If I had a linear PDE like $\partial_a F(a,b) + \partial_b F(a,b) = 0,$ I would employ the method of characteristics to solve it, or, just google the solution and find that, depending on some initial condition/function h, the solution is $h(a+b).$
However, I'm trying to understand a different type of PDE, namely
$\partial_a \partial_b F(a,b) = F(a,b).$
What techniques can be relied upon to solve this, which I can then study along with your solution to understand the process?
The reason I'm asking is because, for instance, if I take an initial condition $F(a,0) = f(a),$ and I know that $e^{a+b}$ is one solution, this one solution doesn't depend on the initial condition and is certainly not all possible solutions. So obviously I'm missing a lot of ground work that provides a robust means of finding all solutions and knowing that the set you've found is unique.
The ansatz in my comment doesn't appear to be the most general, but it shows a continuum of solutions, rather than the single one you found.
Separating variables, so they must separately equal a constant $k$:
\begin{align} F(a,b) &= f(a)g(b) \\ f(a)g(b) &= f'(a)g'(b) \\ f(a)/f'(a) &= g'(b)/g(b) \\ g'(b) &= k g(b) \\ f'(a) &= f(a) / k \\ \end{align}
We then have $f(a) = A_0 \exp(a/k)$, and $g(b) = B_0 \exp(kb)$.
This lets you get exponential/evanescent plane waves in any direction in either the first or third quadrant.
In general, any solution can be squeezed (or reflected!) in one direction while being stretched the same amount in the other direction thanks to the effect this has on the derivatives.
The other obvious thing to do is a power series expansion: i.e. take $F(a, b) = c_{i,j} a^i b^j$. The restriction is then $c_{i,j} = (i+1)(j+1) c_{i+1,j+1}$. The product of exponentials solution above is then $c_{i,j} = A_0 B_0 k^{(j - i)}/(i! j!)$. But I think you can take each $c_{i,j}$ with either $i$ or $j$ 0 to vary independently, fully specifying the terms on each diagonal, and I think that these all converge. I.e. let $c_{i,j} = f(i - j)/(i! j!)$ for any $f$ that doesn't get big too rapidly. This gets a countable basis for a subset of solutions, but I believe it must miss some because we have a continuum of solutions seen above.
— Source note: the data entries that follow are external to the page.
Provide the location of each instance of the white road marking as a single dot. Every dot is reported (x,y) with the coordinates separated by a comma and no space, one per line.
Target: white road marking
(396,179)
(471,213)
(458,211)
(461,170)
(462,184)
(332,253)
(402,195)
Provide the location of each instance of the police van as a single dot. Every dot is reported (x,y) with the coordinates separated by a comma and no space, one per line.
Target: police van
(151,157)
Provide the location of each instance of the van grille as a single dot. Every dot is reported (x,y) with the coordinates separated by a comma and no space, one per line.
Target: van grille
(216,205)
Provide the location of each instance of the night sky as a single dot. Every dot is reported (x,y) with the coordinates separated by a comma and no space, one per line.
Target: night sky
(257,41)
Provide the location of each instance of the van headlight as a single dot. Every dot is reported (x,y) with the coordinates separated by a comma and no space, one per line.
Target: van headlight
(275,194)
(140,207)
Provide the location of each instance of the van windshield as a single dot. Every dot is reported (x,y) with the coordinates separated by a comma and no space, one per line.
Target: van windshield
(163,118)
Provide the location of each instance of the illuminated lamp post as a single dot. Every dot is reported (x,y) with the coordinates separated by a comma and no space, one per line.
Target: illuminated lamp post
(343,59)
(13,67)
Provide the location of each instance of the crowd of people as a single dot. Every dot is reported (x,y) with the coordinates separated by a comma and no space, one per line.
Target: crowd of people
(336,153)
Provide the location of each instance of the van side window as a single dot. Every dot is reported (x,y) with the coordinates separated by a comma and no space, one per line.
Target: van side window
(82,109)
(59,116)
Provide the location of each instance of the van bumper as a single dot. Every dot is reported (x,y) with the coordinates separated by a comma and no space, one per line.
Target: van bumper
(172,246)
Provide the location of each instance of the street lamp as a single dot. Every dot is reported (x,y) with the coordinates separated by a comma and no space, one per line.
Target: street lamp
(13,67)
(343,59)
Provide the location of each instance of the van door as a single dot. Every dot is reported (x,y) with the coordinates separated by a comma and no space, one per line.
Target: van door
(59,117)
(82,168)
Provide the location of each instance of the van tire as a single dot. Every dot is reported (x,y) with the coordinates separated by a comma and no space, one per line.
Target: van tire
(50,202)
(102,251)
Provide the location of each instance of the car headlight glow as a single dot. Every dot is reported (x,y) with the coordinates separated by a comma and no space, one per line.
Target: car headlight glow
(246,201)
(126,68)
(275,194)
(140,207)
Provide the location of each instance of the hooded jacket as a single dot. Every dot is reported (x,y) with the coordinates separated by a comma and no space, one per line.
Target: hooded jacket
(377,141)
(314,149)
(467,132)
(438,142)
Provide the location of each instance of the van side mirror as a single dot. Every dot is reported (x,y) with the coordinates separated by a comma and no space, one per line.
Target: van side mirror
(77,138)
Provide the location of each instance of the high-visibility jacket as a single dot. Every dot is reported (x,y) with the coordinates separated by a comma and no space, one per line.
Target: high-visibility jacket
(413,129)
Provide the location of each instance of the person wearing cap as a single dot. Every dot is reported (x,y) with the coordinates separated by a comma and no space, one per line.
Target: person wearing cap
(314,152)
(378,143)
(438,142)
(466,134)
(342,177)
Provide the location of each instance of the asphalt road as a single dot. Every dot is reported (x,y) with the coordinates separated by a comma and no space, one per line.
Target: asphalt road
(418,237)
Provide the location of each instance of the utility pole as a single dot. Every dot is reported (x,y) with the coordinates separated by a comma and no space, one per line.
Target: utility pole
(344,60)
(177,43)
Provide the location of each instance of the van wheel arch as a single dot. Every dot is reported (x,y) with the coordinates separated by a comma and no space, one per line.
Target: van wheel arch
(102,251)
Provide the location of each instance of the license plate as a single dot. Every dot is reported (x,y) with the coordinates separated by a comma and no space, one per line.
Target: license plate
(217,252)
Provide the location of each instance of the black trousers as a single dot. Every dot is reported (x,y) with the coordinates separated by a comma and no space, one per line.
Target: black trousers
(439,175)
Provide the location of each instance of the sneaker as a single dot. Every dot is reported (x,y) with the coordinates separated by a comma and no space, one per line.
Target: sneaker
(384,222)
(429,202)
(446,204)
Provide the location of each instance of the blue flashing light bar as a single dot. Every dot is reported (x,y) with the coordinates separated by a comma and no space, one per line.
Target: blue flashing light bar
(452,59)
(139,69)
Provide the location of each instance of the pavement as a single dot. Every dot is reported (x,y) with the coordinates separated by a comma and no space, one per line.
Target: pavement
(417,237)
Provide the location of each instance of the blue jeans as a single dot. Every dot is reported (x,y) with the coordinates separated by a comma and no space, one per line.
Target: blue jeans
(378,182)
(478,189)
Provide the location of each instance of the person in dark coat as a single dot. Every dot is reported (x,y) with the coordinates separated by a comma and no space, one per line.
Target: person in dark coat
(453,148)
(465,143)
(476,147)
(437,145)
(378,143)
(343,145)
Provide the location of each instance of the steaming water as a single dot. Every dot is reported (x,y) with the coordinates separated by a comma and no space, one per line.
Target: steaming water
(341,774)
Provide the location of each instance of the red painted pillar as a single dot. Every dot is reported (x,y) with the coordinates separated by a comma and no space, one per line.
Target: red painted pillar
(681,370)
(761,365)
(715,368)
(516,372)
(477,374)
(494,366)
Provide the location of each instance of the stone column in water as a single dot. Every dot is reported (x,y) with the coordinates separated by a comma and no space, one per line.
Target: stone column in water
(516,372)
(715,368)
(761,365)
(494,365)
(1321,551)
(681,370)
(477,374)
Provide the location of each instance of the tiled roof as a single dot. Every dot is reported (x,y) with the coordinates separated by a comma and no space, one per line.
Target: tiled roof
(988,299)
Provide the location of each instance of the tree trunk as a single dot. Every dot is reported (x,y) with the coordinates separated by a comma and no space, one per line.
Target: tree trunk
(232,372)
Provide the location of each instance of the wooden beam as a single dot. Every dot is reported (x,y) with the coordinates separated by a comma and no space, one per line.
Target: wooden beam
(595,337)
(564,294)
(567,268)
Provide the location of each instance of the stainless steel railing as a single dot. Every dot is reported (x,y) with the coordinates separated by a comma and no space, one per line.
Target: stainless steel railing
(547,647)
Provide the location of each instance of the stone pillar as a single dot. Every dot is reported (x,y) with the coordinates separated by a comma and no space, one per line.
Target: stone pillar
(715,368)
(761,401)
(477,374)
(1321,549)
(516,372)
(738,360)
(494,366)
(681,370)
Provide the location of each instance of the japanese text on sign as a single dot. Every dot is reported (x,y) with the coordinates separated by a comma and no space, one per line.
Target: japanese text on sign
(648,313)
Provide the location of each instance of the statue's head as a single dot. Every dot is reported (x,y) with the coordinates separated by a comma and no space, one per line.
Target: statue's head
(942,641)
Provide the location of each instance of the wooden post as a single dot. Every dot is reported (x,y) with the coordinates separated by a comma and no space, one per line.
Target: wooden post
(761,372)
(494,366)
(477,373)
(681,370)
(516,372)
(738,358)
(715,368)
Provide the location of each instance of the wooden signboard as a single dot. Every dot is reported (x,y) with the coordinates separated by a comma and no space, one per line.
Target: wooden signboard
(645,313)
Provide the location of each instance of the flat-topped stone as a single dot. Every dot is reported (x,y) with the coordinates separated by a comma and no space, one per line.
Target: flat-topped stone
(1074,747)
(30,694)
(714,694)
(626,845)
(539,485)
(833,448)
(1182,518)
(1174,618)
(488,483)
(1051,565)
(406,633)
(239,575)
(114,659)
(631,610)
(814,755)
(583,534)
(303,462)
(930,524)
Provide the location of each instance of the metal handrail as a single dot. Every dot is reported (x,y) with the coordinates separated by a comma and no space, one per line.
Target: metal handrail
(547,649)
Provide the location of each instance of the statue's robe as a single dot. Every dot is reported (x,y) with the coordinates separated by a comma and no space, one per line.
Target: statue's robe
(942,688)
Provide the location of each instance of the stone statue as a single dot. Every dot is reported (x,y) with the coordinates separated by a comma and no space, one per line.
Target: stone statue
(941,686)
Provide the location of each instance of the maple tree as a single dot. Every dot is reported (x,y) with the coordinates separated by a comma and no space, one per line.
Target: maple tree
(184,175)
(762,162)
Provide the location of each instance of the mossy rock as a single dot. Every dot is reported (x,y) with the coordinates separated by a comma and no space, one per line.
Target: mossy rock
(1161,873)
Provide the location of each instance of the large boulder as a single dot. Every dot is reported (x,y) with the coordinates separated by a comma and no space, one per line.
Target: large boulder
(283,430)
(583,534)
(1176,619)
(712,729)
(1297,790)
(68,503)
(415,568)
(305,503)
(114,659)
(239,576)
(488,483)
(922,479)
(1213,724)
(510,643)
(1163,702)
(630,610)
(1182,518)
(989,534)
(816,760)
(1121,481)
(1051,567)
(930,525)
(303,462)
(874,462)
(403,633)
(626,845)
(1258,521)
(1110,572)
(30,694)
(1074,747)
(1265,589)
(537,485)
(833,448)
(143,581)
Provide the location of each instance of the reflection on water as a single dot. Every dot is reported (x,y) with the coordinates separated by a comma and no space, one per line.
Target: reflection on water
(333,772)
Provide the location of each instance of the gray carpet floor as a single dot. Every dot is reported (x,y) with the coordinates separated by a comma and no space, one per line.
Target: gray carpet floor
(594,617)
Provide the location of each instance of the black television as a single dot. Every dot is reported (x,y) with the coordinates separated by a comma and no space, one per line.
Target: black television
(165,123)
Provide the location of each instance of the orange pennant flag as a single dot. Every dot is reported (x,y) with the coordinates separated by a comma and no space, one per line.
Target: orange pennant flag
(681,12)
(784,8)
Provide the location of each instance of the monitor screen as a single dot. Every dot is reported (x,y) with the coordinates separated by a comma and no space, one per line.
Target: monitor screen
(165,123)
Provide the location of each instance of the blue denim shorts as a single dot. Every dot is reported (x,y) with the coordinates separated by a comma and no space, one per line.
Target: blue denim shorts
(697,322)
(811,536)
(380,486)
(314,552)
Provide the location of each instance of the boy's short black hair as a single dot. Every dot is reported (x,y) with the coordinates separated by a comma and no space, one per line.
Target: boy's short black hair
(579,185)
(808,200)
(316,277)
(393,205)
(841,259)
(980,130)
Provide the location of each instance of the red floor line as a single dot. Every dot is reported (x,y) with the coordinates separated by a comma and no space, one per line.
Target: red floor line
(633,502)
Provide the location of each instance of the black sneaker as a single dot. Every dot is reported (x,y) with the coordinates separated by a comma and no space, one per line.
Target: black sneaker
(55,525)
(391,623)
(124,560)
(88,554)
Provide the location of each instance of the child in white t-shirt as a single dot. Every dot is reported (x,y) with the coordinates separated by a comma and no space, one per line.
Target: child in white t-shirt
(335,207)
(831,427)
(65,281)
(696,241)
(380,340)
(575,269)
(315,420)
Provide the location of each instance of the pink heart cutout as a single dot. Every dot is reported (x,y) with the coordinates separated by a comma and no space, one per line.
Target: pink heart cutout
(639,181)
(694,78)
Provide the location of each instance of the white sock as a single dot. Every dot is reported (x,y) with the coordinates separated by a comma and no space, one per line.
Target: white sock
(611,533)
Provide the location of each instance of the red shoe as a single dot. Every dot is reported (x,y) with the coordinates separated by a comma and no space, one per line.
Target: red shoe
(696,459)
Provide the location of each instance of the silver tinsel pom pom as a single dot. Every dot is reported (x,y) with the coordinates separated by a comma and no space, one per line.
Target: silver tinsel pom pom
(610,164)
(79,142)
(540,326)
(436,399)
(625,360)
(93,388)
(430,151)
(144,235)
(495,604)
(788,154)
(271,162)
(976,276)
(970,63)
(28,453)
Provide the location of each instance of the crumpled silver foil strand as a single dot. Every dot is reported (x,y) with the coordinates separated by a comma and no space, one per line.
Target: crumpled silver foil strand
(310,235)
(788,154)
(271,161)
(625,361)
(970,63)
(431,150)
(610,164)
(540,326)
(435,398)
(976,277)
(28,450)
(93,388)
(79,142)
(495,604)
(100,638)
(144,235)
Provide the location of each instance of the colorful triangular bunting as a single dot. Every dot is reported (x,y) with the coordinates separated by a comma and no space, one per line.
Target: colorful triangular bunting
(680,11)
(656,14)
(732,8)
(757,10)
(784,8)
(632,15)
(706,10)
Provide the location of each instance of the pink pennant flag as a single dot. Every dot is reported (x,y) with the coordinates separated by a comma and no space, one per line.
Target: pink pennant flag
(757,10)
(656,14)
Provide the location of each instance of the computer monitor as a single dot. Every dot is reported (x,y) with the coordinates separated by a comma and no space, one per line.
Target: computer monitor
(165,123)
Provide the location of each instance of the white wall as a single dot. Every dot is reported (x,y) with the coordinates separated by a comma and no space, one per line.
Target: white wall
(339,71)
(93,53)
This is a weird little PDE. Neither Fourier transforms nor two-sided Laplace transforms directly work. In either case let $x$ and $y$ be the conjugate variable to $a$ and $b$. You end up with $F\cdot(1 \pm x\cdot y) = 0$. Changing to one-sided Laplace (on either or both axes) gives what looks like a place to stick boundary-values (perhaps too many for the double case -- or perhaps not given the expansion above, which admits nearly independent variation along $a$ and $b$ axes), but I can't actually compute the inverse to solve it (What's the inverse of $\exp(c/s)$?).
However, we can view these solutions as a clue to freely expand solutions in such a basis so long as it's only non-zero on surfaces where $x \cdot y = \pm 1$, and so long as it converges. The comment about formal solutions, and the other answer mostly captures this, but I think fails to emphasize that $x$ and $y$ (referred to as $k$, $\pm 1/k$ or $\tau$ and $1/\tau$, can actually be full complex numbers, so long as things converge. (Note that unlike the comment, we can restrict to real Fourier solutions: $f_{k,\theta}(a, b) = \sin(ka - b/k + \theta)$, or sin/cos pairs).
All of the Laplace and Fourier solutions still seem like they're undercounting solutions though, as specifying on the line $f(a, 0)$ forces an exact solution on $f(0, b)$, even though the power series expansion seems to indicate that they can be specified separately (except at the intersection, of course).